Sa vision commence à se brouiller, son verre tangue devant elle. Les sons du bar se font plus incisifs, le mal de tête la guette. Les mots continuent de résonner à ses oreilles. « Il vous reste 3 mois à vivre ». L’oncologue paraissait vraiment désolé pour elle. Elle se souvient d’avoir eu envie de le frapper. Au lieu de ça, elle s’était levée, et avait quitté le cabinet malgré les injonctions du docteur pour qu’elle reste. Puis, elle était venue dans ce bar. 3 mois. Ridicule. Ca ne pouvait pas être réel. Son bébé serait à 5 mois, elle ne peut pas l’abandonner comme ça. Pourtant au fond d’elle, elle sait que c’est vrai. Cancer des os. Elle s’était aperçu qu’elle avait mal aux mains, et aux pieds aussi, un peu partout dans son corps. Elle avait mis ça sur le compte de la grossesse et de la surcharge de travail. Mais un cancer généralisé ? Le médecin était tombé des nues. Pourtant, le scanner ne mentait pas. Il n’avait jamais vu quelqu’un vivre aussi bien avec autant de tumeurs. Aucun signe avant coureur. La fatalité pure. Trop tard pour faire quoi que ce soit. Presque trop tard pour le savoir avant la fin. Qu’elle ait pu tomber enceinte dans cet état pourrait être qualifié de miracle, s’il n’y avait pas eu cette terrible issue.
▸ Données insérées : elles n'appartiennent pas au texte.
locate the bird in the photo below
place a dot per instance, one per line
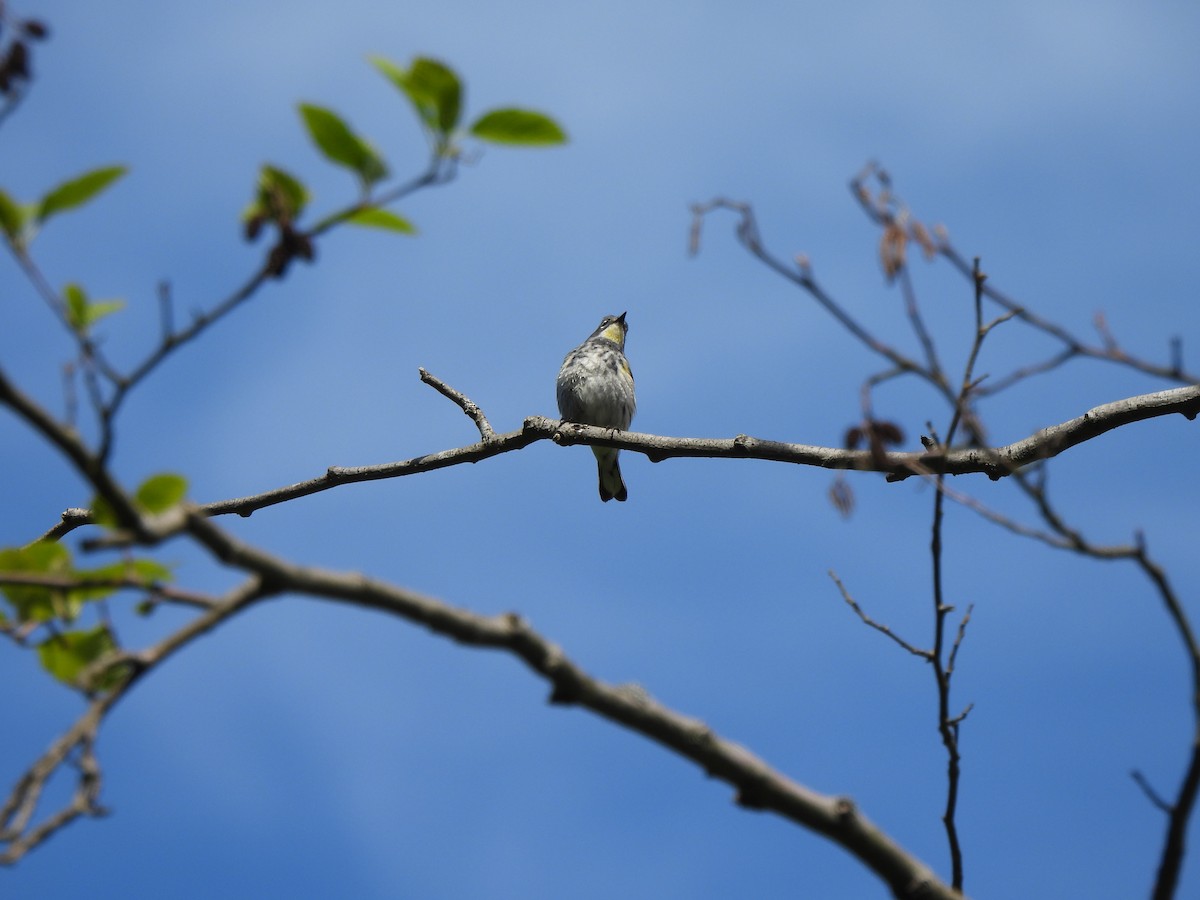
(595, 387)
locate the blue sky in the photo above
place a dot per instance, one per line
(315, 750)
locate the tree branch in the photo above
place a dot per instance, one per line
(757, 785)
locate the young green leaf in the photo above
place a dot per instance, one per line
(77, 191)
(433, 89)
(382, 219)
(519, 126)
(82, 312)
(280, 196)
(335, 139)
(12, 217)
(66, 655)
(77, 306)
(159, 493)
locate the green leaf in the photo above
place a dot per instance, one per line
(82, 312)
(12, 217)
(433, 89)
(66, 655)
(382, 219)
(77, 305)
(159, 493)
(519, 126)
(280, 196)
(335, 139)
(33, 603)
(77, 191)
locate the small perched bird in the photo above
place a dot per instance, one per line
(595, 387)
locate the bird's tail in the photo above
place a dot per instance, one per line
(611, 483)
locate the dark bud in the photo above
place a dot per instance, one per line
(887, 433)
(304, 247)
(35, 29)
(841, 496)
(17, 64)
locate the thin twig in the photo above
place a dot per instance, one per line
(465, 403)
(879, 627)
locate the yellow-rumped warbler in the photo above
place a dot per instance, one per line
(595, 387)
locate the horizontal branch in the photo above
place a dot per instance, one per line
(995, 462)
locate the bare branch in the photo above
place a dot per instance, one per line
(465, 403)
(17, 828)
(879, 627)
(1151, 793)
(759, 786)
(71, 519)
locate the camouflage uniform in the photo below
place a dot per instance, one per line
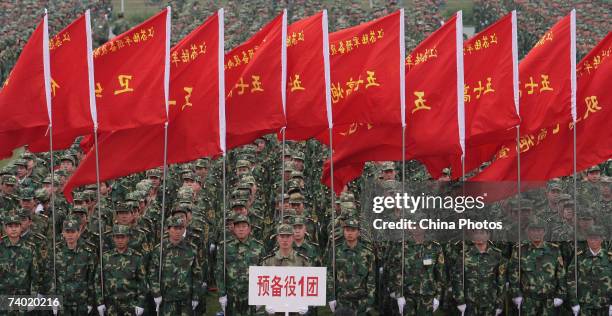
(594, 279)
(75, 270)
(124, 279)
(19, 265)
(182, 281)
(485, 278)
(542, 275)
(239, 256)
(355, 276)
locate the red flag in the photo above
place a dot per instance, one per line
(70, 85)
(255, 84)
(551, 154)
(25, 98)
(131, 78)
(307, 64)
(366, 64)
(196, 114)
(491, 100)
(434, 81)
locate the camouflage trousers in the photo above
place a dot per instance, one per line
(359, 306)
(178, 308)
(540, 307)
(418, 305)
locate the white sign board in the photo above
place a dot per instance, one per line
(287, 289)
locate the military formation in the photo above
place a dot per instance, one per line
(126, 253)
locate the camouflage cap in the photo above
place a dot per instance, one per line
(298, 155)
(596, 230)
(284, 229)
(11, 219)
(351, 222)
(238, 203)
(68, 157)
(41, 195)
(26, 194)
(594, 168)
(243, 163)
(27, 155)
(536, 222)
(202, 163)
(121, 230)
(299, 220)
(9, 179)
(79, 209)
(188, 176)
(20, 162)
(296, 198)
(387, 165)
(239, 218)
(175, 221)
(24, 212)
(71, 224)
(155, 173)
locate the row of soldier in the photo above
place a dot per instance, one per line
(367, 271)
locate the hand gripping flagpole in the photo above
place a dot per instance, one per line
(165, 167)
(47, 79)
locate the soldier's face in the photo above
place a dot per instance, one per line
(67, 165)
(25, 223)
(13, 230)
(299, 231)
(536, 234)
(21, 171)
(71, 235)
(121, 241)
(175, 233)
(284, 241)
(594, 242)
(124, 218)
(242, 230)
(388, 174)
(27, 203)
(351, 234)
(593, 176)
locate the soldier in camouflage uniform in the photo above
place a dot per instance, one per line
(485, 277)
(124, 274)
(75, 267)
(594, 286)
(354, 284)
(424, 277)
(233, 275)
(19, 265)
(181, 289)
(8, 200)
(539, 285)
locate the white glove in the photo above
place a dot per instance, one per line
(101, 309)
(270, 310)
(401, 302)
(332, 306)
(139, 310)
(157, 301)
(461, 308)
(223, 302)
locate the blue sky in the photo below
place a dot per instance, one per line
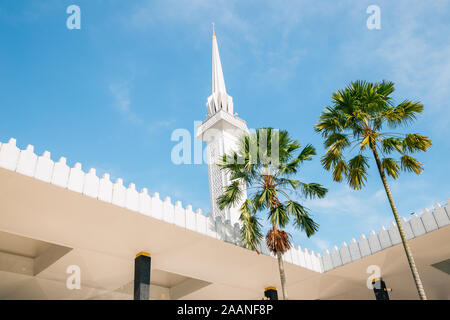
(110, 95)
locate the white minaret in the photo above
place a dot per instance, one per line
(221, 132)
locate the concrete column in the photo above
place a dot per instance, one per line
(271, 293)
(142, 266)
(380, 290)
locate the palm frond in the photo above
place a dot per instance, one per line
(411, 164)
(357, 172)
(302, 220)
(391, 167)
(231, 196)
(251, 233)
(313, 190)
(414, 142)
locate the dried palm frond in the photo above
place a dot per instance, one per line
(278, 241)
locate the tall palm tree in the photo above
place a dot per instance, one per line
(357, 121)
(265, 163)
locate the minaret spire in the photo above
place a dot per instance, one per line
(221, 132)
(219, 98)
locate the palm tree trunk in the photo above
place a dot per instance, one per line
(282, 274)
(411, 262)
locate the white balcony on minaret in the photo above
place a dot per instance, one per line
(221, 132)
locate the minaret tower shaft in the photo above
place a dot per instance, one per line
(221, 132)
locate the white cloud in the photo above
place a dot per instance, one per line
(121, 94)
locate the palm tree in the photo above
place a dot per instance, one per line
(265, 163)
(357, 122)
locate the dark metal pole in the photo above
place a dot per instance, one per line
(271, 293)
(380, 290)
(142, 266)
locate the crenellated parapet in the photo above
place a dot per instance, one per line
(416, 226)
(58, 173)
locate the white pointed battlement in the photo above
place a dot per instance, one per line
(416, 226)
(43, 168)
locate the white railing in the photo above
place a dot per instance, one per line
(416, 226)
(43, 168)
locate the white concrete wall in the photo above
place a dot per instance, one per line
(417, 225)
(75, 179)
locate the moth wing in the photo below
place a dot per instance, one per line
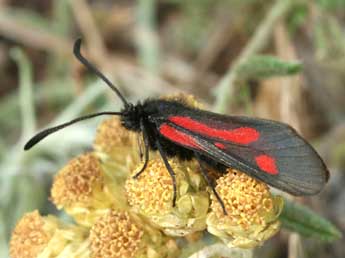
(269, 151)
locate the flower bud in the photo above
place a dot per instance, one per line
(124, 235)
(86, 189)
(117, 146)
(252, 211)
(35, 236)
(151, 195)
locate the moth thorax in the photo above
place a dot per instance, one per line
(131, 117)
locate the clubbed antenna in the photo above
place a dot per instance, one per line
(43, 134)
(92, 68)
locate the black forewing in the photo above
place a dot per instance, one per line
(301, 170)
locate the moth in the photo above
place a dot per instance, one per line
(269, 151)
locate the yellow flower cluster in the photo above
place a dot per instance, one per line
(117, 215)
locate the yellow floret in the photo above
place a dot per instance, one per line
(252, 211)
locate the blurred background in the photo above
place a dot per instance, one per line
(282, 60)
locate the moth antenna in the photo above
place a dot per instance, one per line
(92, 68)
(43, 134)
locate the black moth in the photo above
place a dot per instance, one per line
(270, 151)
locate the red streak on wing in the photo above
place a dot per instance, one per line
(267, 164)
(220, 145)
(177, 136)
(242, 135)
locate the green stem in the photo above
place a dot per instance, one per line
(25, 92)
(226, 86)
(147, 40)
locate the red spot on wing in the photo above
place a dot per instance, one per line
(242, 135)
(177, 136)
(220, 145)
(267, 164)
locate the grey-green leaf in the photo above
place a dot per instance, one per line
(304, 221)
(264, 66)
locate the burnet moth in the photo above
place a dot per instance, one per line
(270, 151)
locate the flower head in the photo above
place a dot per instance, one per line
(116, 145)
(124, 235)
(35, 235)
(252, 211)
(86, 189)
(151, 194)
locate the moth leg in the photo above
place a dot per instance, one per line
(209, 181)
(147, 152)
(170, 170)
(139, 142)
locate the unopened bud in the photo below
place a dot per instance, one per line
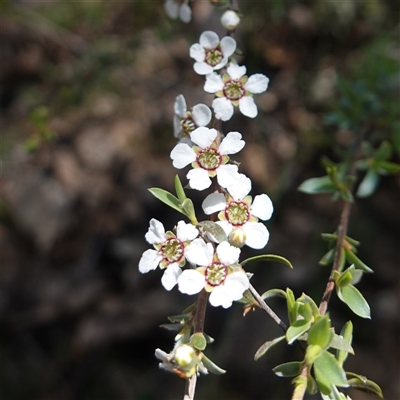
(230, 20)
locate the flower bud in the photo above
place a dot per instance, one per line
(230, 20)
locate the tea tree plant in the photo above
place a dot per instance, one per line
(204, 257)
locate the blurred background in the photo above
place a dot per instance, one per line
(87, 93)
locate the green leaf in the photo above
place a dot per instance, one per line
(211, 366)
(322, 184)
(355, 300)
(368, 184)
(269, 258)
(297, 329)
(327, 366)
(180, 192)
(214, 230)
(266, 346)
(353, 259)
(362, 383)
(273, 293)
(288, 369)
(320, 333)
(167, 198)
(346, 334)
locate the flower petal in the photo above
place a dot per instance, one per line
(241, 188)
(198, 179)
(228, 46)
(201, 114)
(247, 107)
(223, 108)
(156, 232)
(257, 83)
(257, 234)
(227, 254)
(191, 281)
(182, 155)
(262, 207)
(186, 231)
(235, 71)
(209, 40)
(232, 143)
(171, 275)
(180, 106)
(227, 175)
(185, 13)
(199, 252)
(214, 202)
(213, 83)
(203, 136)
(149, 261)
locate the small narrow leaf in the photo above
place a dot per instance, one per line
(266, 346)
(355, 300)
(322, 184)
(167, 198)
(289, 369)
(270, 258)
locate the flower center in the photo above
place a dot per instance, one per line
(209, 159)
(233, 90)
(188, 125)
(237, 213)
(216, 274)
(172, 250)
(214, 56)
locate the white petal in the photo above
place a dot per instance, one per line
(196, 51)
(171, 275)
(257, 234)
(232, 143)
(149, 261)
(198, 179)
(202, 68)
(185, 13)
(223, 108)
(171, 8)
(186, 231)
(236, 283)
(220, 297)
(228, 46)
(257, 83)
(247, 107)
(241, 188)
(213, 83)
(182, 155)
(201, 114)
(262, 207)
(199, 252)
(235, 71)
(209, 40)
(191, 282)
(180, 106)
(203, 136)
(214, 202)
(227, 175)
(156, 232)
(228, 254)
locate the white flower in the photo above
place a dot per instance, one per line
(207, 158)
(211, 54)
(239, 216)
(176, 8)
(169, 250)
(230, 20)
(185, 121)
(235, 89)
(218, 273)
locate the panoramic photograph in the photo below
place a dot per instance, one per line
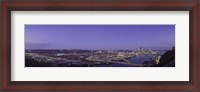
(99, 45)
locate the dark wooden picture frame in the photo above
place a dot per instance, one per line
(99, 5)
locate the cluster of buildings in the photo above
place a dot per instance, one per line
(88, 57)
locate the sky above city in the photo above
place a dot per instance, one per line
(99, 37)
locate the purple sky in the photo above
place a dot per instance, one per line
(108, 37)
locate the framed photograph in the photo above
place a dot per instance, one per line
(100, 45)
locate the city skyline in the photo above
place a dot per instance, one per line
(99, 37)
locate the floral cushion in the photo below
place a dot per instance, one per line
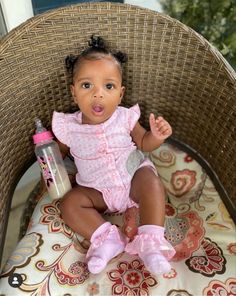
(50, 258)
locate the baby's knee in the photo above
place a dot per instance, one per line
(73, 201)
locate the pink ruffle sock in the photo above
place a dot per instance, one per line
(106, 243)
(152, 247)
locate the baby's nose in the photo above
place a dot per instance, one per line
(98, 92)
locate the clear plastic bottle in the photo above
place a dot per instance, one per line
(51, 162)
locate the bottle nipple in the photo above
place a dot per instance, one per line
(39, 126)
(41, 134)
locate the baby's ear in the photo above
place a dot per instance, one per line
(72, 89)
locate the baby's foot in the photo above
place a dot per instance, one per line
(104, 247)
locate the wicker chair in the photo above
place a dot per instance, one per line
(171, 70)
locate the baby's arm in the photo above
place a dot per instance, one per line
(149, 140)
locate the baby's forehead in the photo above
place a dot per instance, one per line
(102, 59)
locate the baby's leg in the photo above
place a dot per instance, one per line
(150, 243)
(148, 191)
(81, 208)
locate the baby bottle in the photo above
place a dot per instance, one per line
(51, 162)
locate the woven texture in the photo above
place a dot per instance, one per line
(171, 71)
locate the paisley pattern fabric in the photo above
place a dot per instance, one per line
(51, 257)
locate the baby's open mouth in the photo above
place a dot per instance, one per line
(97, 109)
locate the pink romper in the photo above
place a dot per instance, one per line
(105, 155)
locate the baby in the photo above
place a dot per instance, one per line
(106, 141)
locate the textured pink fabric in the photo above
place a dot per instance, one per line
(106, 243)
(104, 154)
(152, 247)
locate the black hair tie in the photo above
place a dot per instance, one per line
(97, 42)
(121, 57)
(70, 61)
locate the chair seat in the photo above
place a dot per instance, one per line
(51, 258)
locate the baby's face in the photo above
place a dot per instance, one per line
(97, 89)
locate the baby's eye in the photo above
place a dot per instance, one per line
(109, 86)
(86, 85)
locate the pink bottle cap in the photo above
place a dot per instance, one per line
(40, 137)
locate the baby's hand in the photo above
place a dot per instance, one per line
(160, 128)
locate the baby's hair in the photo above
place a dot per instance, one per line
(97, 49)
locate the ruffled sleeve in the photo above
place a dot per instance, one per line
(133, 116)
(59, 127)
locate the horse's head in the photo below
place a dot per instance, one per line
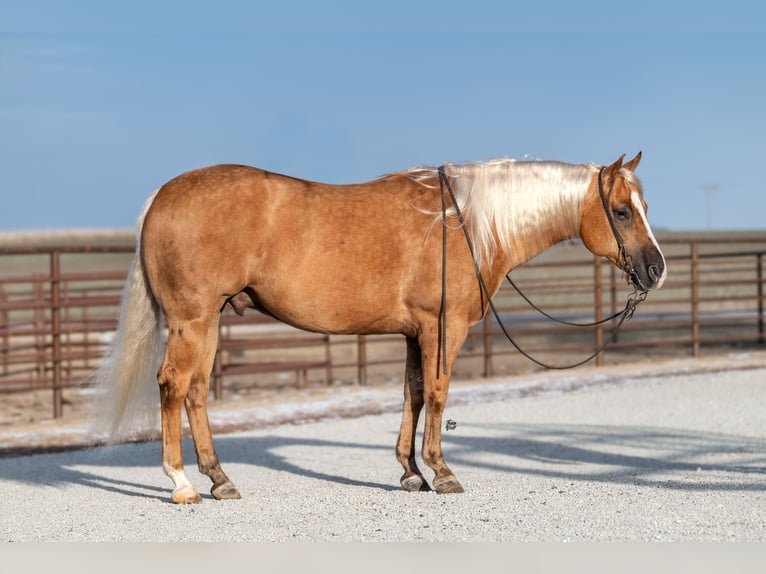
(614, 225)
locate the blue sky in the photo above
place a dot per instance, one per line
(102, 102)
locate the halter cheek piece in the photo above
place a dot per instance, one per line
(639, 291)
(626, 260)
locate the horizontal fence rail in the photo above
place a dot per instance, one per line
(59, 308)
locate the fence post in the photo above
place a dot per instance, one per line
(598, 310)
(759, 274)
(5, 325)
(56, 333)
(361, 359)
(695, 299)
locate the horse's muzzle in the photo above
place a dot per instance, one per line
(648, 271)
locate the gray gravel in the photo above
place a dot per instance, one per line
(675, 458)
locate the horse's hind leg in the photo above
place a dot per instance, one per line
(186, 341)
(412, 479)
(196, 410)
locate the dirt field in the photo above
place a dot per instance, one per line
(26, 423)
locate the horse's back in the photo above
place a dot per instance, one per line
(302, 248)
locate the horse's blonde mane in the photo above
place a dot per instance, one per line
(511, 198)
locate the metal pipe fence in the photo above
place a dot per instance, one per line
(59, 308)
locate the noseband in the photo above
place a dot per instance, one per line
(639, 293)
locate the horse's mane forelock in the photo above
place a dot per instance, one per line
(511, 197)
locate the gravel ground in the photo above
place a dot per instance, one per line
(676, 456)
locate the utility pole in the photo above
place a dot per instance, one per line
(709, 188)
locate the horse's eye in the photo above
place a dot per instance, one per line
(622, 213)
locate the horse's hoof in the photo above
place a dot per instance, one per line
(225, 491)
(186, 495)
(447, 485)
(414, 483)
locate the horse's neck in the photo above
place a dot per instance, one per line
(537, 229)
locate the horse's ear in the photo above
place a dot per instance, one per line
(632, 164)
(615, 167)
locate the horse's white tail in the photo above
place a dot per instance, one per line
(126, 380)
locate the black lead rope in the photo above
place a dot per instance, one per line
(634, 298)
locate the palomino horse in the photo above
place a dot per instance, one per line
(363, 258)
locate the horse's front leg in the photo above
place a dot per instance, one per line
(412, 479)
(436, 389)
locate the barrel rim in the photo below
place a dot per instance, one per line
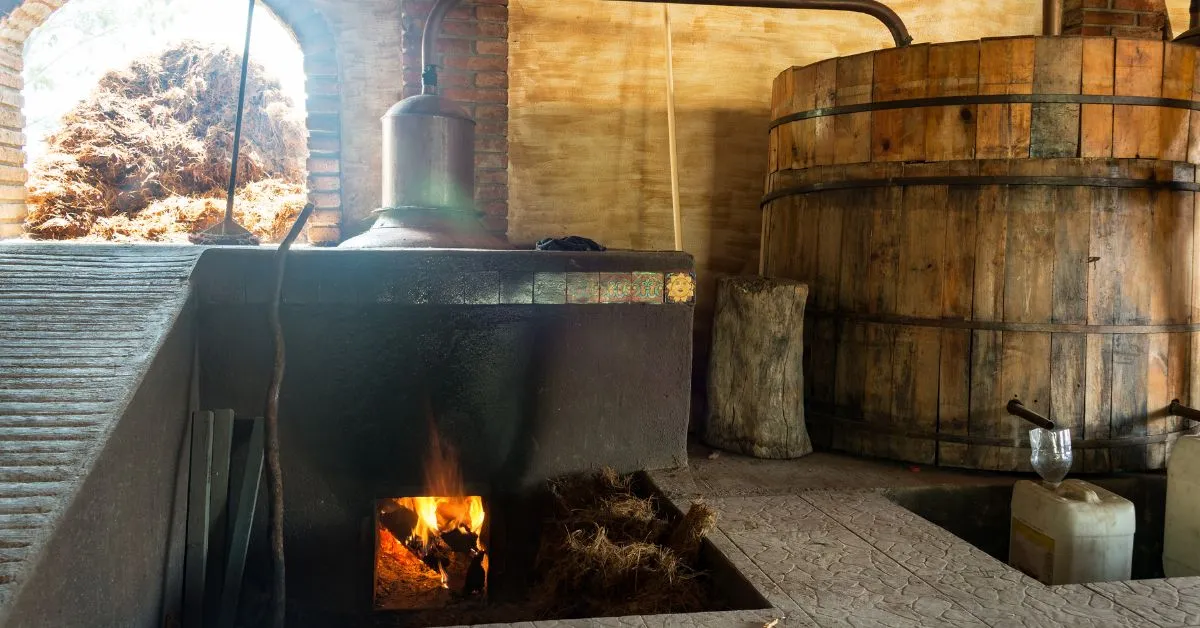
(987, 99)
La nausée vient s’inviter avec la vodka. Elle se sent terriblement mal. Elle perd le fil de ses pensées, s’égare dans les méandres du ressentiment et de la colère. Elle ne peut plus rester ici, elle se sent oppressée. Les rires l’agressent, le regard de la serveuse la brûle, il faut qu’elle sorte, qu’elle quitte cette réalité. Elle vide son porte feuille sur la table, elle ne sait pas si c’est suffisant ou carrément trop ou pas assez, elle s’en moque. Une fois sur le trottoir, elle prend une bouffée d’air en fermant les yeux. Quand elle les rouvre, une larme unique coule sur sa joue. Elle sait ce que sera la suite.

 

Etienne tourne sur le boulevard dans son camion de livraison. Il chante à tue tête, cette chanson lui plait beaucoup. Sans quitter les yeux de la route, il augmente encore le volume. Il aperçoit alors cette jeune femme brune en tailleur au bord de la route, elle semble attendre quelqu’un. Son petit ventre rond ne fait aucun mystère sur sa grossesse. Quand, arrivé à sa hauteur, elle fait un pas en avant et se retrouve sur sa trajectoire, il ne peut rien faire, à part entendre le bruit sourd de sa vie à lui qui se brise.